Rapid-response mobile laboratory for disease elimination, outbreak investigation, and pathogen X | LC 25
- Home
- Resource Centre
- Rapid-response mobile laboratory for disease elimination, outbreak investigation, and pathogen X | LC 25
Biography
Dr Arianna Ceruti graduated in veterinary medicine and is currently a postdoc at the Institute of Animal Hygiene and Veterinary Public Health (Leipzig University, Germany).
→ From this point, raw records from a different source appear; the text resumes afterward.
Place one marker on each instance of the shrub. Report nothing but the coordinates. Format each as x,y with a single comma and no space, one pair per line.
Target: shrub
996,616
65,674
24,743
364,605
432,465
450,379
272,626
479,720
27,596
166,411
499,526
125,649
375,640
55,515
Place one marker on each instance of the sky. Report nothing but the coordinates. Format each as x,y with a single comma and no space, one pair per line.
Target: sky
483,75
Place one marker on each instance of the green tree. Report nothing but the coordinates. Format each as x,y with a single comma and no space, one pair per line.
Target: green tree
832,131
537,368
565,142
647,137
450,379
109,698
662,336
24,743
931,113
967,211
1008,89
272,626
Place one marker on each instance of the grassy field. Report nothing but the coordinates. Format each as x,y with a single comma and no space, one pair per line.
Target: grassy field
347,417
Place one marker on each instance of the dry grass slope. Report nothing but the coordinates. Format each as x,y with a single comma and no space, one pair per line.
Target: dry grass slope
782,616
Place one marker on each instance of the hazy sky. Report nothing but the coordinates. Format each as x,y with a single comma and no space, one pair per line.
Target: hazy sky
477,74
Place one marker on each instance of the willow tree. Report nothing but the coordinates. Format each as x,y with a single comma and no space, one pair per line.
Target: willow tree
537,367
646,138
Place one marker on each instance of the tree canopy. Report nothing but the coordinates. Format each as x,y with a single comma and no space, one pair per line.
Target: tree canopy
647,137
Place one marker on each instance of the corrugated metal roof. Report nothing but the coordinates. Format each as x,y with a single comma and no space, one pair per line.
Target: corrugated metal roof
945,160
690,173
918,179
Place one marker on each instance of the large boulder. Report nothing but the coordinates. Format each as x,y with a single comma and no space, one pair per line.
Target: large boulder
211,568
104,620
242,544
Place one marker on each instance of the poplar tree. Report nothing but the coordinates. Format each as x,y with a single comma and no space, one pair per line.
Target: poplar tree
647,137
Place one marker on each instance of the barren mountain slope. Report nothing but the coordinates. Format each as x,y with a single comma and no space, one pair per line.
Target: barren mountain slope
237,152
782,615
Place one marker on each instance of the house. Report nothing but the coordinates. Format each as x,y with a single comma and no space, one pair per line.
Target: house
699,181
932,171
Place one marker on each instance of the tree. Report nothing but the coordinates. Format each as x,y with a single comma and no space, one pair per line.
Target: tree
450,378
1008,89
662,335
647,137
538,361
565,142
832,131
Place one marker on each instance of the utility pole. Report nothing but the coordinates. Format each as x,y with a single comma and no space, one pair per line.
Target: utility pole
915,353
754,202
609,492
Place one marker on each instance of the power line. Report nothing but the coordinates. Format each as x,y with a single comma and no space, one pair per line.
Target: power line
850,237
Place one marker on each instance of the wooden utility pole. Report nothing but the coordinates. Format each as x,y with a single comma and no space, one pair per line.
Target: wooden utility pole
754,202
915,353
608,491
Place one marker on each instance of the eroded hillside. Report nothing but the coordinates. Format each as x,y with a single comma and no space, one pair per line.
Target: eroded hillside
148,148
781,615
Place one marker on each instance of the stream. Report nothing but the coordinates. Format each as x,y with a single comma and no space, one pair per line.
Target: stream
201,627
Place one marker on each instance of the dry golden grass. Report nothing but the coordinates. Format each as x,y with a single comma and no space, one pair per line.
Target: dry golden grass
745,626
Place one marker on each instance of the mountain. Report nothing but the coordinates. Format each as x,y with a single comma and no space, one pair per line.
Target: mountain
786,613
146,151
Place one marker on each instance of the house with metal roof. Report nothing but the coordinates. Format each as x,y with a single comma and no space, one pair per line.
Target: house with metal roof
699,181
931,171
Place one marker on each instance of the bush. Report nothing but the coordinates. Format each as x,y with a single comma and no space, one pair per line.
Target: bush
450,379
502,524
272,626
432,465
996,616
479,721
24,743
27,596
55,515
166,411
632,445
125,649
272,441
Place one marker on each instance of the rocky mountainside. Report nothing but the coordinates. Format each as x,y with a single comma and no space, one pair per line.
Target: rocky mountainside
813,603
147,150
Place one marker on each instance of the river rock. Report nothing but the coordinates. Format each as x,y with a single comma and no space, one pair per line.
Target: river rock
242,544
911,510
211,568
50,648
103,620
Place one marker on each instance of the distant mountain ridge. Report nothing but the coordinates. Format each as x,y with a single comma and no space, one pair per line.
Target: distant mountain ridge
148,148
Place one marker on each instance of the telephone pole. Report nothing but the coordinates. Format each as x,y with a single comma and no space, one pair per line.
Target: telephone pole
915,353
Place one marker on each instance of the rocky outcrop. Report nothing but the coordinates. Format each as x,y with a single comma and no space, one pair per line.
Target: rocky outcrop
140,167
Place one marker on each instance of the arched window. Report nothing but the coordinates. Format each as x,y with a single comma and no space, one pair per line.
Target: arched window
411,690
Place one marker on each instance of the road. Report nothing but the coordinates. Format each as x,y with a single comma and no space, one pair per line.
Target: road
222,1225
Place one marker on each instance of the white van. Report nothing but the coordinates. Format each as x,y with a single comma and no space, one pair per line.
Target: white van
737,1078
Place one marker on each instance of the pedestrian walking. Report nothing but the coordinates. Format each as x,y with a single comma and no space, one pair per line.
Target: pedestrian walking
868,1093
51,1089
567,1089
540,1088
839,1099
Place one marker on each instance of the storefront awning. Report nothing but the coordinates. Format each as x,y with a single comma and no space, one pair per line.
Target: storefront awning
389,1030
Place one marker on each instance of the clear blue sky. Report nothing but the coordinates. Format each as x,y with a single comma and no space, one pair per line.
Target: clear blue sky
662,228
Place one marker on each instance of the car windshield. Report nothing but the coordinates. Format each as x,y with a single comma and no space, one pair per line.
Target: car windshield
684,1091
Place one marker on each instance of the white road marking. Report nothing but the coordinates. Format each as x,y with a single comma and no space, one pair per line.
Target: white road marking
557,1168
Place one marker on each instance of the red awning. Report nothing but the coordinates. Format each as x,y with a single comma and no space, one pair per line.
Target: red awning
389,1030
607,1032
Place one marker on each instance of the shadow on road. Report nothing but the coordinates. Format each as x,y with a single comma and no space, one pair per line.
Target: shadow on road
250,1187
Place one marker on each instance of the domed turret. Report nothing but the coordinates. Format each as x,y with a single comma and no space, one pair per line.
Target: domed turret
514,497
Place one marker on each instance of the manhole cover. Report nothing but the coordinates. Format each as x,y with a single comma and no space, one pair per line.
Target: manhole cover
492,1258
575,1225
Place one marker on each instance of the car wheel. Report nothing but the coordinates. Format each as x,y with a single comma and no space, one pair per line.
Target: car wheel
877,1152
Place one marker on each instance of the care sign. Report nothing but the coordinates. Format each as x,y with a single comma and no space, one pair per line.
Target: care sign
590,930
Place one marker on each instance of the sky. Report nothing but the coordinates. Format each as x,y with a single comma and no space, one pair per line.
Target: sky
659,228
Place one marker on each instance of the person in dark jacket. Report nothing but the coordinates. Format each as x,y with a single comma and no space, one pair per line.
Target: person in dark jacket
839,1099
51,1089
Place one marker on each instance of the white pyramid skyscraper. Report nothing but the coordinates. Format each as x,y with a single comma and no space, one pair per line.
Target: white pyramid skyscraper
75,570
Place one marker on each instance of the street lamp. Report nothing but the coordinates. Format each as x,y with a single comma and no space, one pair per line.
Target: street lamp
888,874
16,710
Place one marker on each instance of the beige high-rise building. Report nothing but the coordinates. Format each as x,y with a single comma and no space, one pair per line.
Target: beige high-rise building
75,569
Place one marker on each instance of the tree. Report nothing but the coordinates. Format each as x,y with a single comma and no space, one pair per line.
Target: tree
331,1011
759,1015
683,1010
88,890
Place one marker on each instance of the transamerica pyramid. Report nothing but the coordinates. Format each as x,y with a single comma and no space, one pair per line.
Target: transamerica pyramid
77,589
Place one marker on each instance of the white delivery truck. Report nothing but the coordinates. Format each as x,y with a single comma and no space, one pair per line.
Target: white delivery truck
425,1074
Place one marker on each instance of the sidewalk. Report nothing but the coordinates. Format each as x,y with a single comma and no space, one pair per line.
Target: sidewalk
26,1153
She has been involved in the Suitcase lab project since 2020 and has developed a field-deployable sequencing diagnostic tool to identify mosquito specimens, pathogens, and host feeding patterns in the field. She has experience in molecular diagnostics, infectious diseases, and One Health approaches using Oxford Nanopore sequencing.
Abstract
Molecular amplification assays traditionally rely on prior knowledge of pathogen genome sequences. This limitation can be overcome through next-generation sequencing, which enables identification of outbreak-causing pathogens by sequencing all nucleic acids present in a sample extract. The resulting sequencing data can identify both novel pathogens and new variants of known agents. The portable Oxford Nanopore Technologies device enables sequencing in remote areas, eliminating sample deterioration issues associated with long-distance transportation and facilitating unbiased data acquisition. As Johann Wolfgang von Goethe observed, ‘We only see what we know’; however, sequencing has enabled us to see what was previously unknown through the application of diverse analytical methods to sequence datasets. In my presentation, I will discuss the development of a mobile suitcase laboratory as a rapid response setup for Oxford Nanopore sequencing deployment in low-resource settings across India, Bangladesh, Sudan, Uganda, Egypt, and Senegal. This mobile setup was utilized for rapid pathogen identification from blood samples (septicemia) and fecal samples (diarrheal diseases). To address vector infectivity, we developed protocols for both pathogen identification and species identification of human or animal blood meals in mosquitoes. By combining a reverse purification extraction protocol with Oxford Nanopore sequencing and offline BLAST analysis, the entire procedure can be conducted in a mobile suitcase laboratory in under 150 minutes.